Model Fine-Tuning and Further Improvements#

While MobileNetV2 provided a solid baseline performance for this emotion detection task, further fine-tuning can help improve results. Experimenting with different architectures—such as ResNet or EfficientNet—or adjusting layers and hyperparameters in MobileNetV2 could yield a better fit to the unique characteristics of the dataset. Additionally, applying transfer learning from models pretrained on large face or emotion recognition datasets might enhance the model’s ability to capture subtle facial expressions, leading to higher accuracy in emotion detection.

Conclusion#

In this notebook, we explored the use of Datumaro for data management, transforming the emotion-detection-fer dataset into a PyTorch-compatible format. This process enabled us to easily handle image-based datasets, including various pre-processing steps and dataset partitioning for training and validation.

Leveraging MobileNetV2, a lightweight yet effective model architecture, we demonstrated its application for facial emotion recognition. MobileNetV2, with its efficient design and lower computational requirements, performed well on the dataset, making it a practical choice for projects that prioritize speed and model efficiency.

Through the completed training and validation pipeline, we showcased how MobileNetV2 can be fine-tuned for specific emotion detection tasks.
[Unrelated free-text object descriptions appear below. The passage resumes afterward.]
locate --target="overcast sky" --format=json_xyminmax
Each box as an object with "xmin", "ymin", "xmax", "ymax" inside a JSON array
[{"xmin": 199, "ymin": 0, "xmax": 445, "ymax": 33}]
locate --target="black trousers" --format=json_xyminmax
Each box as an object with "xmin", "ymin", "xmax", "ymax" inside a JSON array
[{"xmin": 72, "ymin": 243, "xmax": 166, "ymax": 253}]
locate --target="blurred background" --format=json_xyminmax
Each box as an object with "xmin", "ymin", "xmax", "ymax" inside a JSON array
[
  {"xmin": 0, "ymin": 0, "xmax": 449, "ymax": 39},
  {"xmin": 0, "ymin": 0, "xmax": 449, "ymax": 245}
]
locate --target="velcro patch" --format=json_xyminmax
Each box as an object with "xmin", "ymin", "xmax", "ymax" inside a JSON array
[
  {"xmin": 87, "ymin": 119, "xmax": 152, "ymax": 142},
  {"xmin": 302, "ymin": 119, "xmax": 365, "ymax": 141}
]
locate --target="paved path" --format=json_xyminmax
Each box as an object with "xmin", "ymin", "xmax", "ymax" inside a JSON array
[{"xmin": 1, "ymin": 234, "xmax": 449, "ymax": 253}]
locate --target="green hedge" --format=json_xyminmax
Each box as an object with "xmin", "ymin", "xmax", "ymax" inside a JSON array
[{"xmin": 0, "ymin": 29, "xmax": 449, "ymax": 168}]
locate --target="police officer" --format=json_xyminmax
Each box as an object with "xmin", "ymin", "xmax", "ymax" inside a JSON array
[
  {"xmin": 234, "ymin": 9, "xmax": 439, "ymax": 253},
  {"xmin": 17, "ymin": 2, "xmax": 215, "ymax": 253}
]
Datumaro’s robust data management features allowed us to streamline the dataset preparation, ensuring efficient handling and compatibility with PyTorch.

Future improvements could involve experimenting with data augmentation, testing more complex model architectures, or further tuning hyperparameters to optimize accuracy. We hope this notebook serves as a comprehensive guide for leveraging Datumaro and MobileNetV2 in similar emotion detection or classification tasks.